On Tue, Oct 10, 2006 at 11:16:27AM +1000, Benjamin Herrenschmidt wrote:
> And the last of my "issues" here:
> 
> get_user_pages() can't handle pfn mappings, thus access_process_vm()
> can't, and thus ptrace can't. When they were limited to dodgy /dev/mem
> things, it was probably ok. But with more drivers needing that, like the
> DRM, sound drivers, and now with SPU problem state registers and local
> store mapped that way, it's becoming a real issues to be unable to
> access any of those mappings from gdb.
> 
> The "easy" way out I can see, but it may have all sort of bad side
> effects I haven't thought about at this point, is to switch the mm in
> access_process_vm (at least if it's hitting such a VMA).

Switching the mm is definitly no acceptable.  Too many things could
break when violating the existing assumptions.

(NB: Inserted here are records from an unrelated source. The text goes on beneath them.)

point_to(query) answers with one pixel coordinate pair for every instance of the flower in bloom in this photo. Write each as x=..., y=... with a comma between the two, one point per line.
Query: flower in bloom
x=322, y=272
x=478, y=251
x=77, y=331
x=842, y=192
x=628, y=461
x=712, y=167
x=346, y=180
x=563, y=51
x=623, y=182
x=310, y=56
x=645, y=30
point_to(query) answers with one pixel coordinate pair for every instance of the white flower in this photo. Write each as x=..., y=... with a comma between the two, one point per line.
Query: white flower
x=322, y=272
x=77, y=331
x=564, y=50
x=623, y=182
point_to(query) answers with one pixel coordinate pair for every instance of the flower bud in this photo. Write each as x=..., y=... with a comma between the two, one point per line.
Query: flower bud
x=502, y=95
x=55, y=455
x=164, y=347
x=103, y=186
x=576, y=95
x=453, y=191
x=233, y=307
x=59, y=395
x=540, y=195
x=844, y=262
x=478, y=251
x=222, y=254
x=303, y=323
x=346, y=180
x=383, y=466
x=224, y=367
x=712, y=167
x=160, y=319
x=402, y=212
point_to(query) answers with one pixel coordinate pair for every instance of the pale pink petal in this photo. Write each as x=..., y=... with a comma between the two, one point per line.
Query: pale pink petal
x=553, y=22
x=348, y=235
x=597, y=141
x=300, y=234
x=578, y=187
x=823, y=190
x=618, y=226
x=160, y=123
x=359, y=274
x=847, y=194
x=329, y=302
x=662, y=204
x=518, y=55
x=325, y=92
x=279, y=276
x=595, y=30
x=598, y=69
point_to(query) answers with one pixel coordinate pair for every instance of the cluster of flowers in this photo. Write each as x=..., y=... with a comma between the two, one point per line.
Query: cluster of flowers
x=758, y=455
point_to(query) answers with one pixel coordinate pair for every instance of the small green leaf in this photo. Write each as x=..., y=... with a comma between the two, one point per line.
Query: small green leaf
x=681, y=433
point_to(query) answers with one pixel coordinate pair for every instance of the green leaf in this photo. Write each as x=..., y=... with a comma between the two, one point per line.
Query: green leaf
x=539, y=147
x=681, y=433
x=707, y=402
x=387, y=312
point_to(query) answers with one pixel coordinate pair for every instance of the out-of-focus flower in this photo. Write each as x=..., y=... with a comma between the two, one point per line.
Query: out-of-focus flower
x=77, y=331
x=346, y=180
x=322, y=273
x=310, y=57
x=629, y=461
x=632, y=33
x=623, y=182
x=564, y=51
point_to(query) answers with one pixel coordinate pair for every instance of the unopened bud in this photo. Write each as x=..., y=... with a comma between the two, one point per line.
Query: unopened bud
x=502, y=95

> That do you guys think ? Any better idea ? The problem with mappings
> like what SPUfs or the DRM want is that they can change (be remapped
> between HW and backup memory, as described in previous emails), thus we
> don't want to get struct pages even if available and peek at them as
> they might not be valid anymore, same with PFNs (we could imagine
> ioremap'ing those PFN's but that would be racy too). The only way that
> is guaranteed not to be racy is to do exactly what a user do, that is do
> user accesses via the target process vm itself....

I think the best idea is to add a new ->access method to the vm_operations
that's called by access_process_vm() when it exists and VM_IO or VM_PFNMAP
are set.   ->access would take the required object locks and copy out the
data manually.  This should work both for spufs and drm.